Een lucht-waterwarmtepomp is energetisch minder efficiënt dan een water-water warmtepomp. Toch kan deze wel degelijk rendabel zijn, denkt Rob Wientjens, directeur van Climeco Engineering.
De efficiëntie van een warmtepomp wordt bepaald door de temperatuur die er uit komt, maar ook door de warmte die er in gaat. Het apparaat kan warmte uit verschillende bronnen halen, zoals lucht, grondwater, restwarmte of rookgassen uit de WKK. Installaties die warmte uit de lucht halen zijn in aanschaf stukken goedkoper dan installaties met een warmte-koudeopslag in de bodem. Het nadeel is dat ze minder efficiënt zijn, want er is veel lucht nodig en de temperatuur daarvan beweegt mee met de buitentemperatuur.

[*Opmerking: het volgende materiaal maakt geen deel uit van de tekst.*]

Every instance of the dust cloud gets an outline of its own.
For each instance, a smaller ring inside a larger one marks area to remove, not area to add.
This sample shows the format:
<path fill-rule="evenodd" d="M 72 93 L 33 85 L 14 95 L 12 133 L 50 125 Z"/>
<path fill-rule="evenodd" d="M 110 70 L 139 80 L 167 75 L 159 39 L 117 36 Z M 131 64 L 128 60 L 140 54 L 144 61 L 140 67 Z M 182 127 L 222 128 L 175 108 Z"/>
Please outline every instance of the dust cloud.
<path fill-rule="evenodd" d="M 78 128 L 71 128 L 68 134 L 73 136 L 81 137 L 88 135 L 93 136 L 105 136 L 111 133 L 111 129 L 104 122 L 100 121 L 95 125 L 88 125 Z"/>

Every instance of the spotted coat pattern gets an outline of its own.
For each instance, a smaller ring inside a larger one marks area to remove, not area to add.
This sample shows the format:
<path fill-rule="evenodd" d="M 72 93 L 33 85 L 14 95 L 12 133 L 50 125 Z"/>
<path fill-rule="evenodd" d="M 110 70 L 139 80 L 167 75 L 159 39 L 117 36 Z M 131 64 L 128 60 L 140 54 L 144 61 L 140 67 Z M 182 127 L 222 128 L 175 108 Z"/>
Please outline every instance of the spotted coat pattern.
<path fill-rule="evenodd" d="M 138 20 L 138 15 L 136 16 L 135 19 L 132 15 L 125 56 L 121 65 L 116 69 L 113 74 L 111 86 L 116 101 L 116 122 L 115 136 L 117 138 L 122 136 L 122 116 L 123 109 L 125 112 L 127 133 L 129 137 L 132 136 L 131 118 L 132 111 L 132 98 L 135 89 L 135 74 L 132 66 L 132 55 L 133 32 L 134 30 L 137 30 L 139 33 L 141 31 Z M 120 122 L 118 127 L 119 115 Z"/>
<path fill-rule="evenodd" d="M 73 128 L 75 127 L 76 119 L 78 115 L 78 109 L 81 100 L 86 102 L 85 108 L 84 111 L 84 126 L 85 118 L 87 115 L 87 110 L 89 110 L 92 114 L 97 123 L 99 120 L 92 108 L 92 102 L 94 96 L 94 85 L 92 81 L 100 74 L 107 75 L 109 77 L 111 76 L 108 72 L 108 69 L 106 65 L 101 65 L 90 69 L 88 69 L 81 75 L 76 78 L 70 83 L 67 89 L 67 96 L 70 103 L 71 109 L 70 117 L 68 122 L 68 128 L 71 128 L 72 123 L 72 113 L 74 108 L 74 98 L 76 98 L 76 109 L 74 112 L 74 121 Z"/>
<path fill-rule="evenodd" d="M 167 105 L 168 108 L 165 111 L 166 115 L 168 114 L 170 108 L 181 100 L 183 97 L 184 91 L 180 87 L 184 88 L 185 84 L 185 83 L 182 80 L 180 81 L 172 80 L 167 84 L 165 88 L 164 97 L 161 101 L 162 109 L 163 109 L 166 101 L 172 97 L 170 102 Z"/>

„Als er water beschikbaar is en je kiest toch voor een lucht-waterwarmtepomp, dan ben je een dief van je eigen portemonnee”, vindt Stefan Bes, hoofd afdeling energietechniek bij Lek Habo. „Zolang het buiten een graad of tien is kun je een COP halen van 4. Maar als het naar het vriespunt gaat, en je de warmte het meest nodig hebt, zakt de COP in elkaar.”